Back in Maine, it should be noted that the president’s declaration came in the wake of a longtime effort by Burt’s Bees founder Roxanne Quimby to buy up and assemble acreage in the northeastern part of the state to preserve as parkland and the family has earmarked $40 million for park development and maintenance, according to The New York Times.
But, as the Times reported, Maine’s top elective leader, GOP Gov. Paul LePage, has been anything but receptive to the plans. He was quoted as saying, “It’s a shame that rich, out-of-state liberals can team up with President Obama to force a national monument on rural Mainers who do not want it.”
Let us hope that a compromise can be worked out to accommodate the Mainers so we can all peacefully enjoy the state’s wilderness and mountains while ensuring a balanced ecosystem.
It is said that Maine lawmakers and others against the park – now designated as the Katahdin Woods and Waters National Monument – are also fearful that the it will be a precursor to more restrictive air pollution controls on wood and paper mills outside the park area. Frankly, given Congress’ reluctance to check the growth of local industry, they probably shouldn’t worry too much.
As pristine as much of the lobster-loving state may be – particularly to us in the industrialized New York/New Jersey metro area – there is still, nonetheless, the reality of pollution in its waters.
Since 2014, the Maine Department of Marine Resources (DMR) has closed off 12.5 square miles at the mouth of the Penobscot River, which feeds into Penobscot Bay, to lobster and crab fishing because of high levels of mercury.
The actions taken are the outcome of a federal lawsuit filed by the Maine People’s Alliance and the Natural Resources Defense Council against the HoltraChem Manufacturing Co. and its purchaser Mallinckrodt LLC.
Last September, according to The Ellsworth American, the court ordered Mallinckrodt to pay for a plan to clean the riverbed of the Penobscot River of mercury pollution from the former HoltraChem plant in Orrington, Maine.
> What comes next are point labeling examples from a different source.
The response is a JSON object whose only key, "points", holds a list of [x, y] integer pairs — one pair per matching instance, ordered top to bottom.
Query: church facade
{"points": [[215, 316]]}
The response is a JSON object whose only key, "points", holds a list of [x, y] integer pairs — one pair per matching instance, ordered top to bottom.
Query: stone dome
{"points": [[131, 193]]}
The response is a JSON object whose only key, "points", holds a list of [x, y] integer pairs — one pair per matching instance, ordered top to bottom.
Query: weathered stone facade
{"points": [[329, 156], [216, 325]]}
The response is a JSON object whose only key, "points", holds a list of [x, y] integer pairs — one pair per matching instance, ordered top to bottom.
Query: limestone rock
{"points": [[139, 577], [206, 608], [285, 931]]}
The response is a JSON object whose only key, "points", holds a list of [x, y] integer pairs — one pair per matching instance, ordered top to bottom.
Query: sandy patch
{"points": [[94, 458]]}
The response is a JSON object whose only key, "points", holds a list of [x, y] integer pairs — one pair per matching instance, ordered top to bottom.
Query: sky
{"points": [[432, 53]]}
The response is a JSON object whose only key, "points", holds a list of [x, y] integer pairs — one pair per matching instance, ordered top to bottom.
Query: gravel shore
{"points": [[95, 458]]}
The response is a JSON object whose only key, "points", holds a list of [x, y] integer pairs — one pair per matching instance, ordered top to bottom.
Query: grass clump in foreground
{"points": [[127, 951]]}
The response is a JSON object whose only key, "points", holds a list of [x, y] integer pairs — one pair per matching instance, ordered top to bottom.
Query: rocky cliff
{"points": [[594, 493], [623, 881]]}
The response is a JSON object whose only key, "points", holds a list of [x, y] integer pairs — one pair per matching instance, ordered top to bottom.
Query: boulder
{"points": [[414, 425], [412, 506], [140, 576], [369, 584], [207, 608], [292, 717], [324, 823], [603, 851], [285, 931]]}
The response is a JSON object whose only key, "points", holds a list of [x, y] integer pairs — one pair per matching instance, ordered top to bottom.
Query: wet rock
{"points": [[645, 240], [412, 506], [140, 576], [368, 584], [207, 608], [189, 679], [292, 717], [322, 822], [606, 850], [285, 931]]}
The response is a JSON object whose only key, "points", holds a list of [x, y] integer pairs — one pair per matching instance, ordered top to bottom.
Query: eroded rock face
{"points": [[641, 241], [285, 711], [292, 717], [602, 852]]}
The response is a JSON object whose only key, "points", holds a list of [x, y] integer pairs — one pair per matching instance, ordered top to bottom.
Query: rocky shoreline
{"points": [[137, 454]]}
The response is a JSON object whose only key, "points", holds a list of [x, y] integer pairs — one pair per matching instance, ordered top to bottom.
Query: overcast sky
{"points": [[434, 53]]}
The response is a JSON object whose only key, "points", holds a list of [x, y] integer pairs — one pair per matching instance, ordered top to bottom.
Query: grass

The company has hired the Amec Foster Wheeler Environment & Infrastructure engineering firm of Chicago to come up with such a plan, which is due this month.
That cleanup could cost as much as $130 million, it has been speculated.
That’s just a trifle when compared to our own Passaic River cleanup program and the estimated cost of removing PCBs, dioxin and heavy metals which the U.S. Environmental Protection Agency has pegged at more than $1 billion – a plan that the responsible parties have scoffed at as misguided.
Federal and state environmentalists have warned anglers not to consume any of the crabs or other fish inhabiting the Passaic which are, presumably, laced with toxins.
Here in New Jersey, we can thank the former Meadowlands Commission for paying attention to the flora, fauna and wildlife in the region and for organizing kayak/canoe trips through the marshes to further our meadows education and recreation.
Now it’s up to the N.J. Sports & Exposition Authority to shepherd along those programs.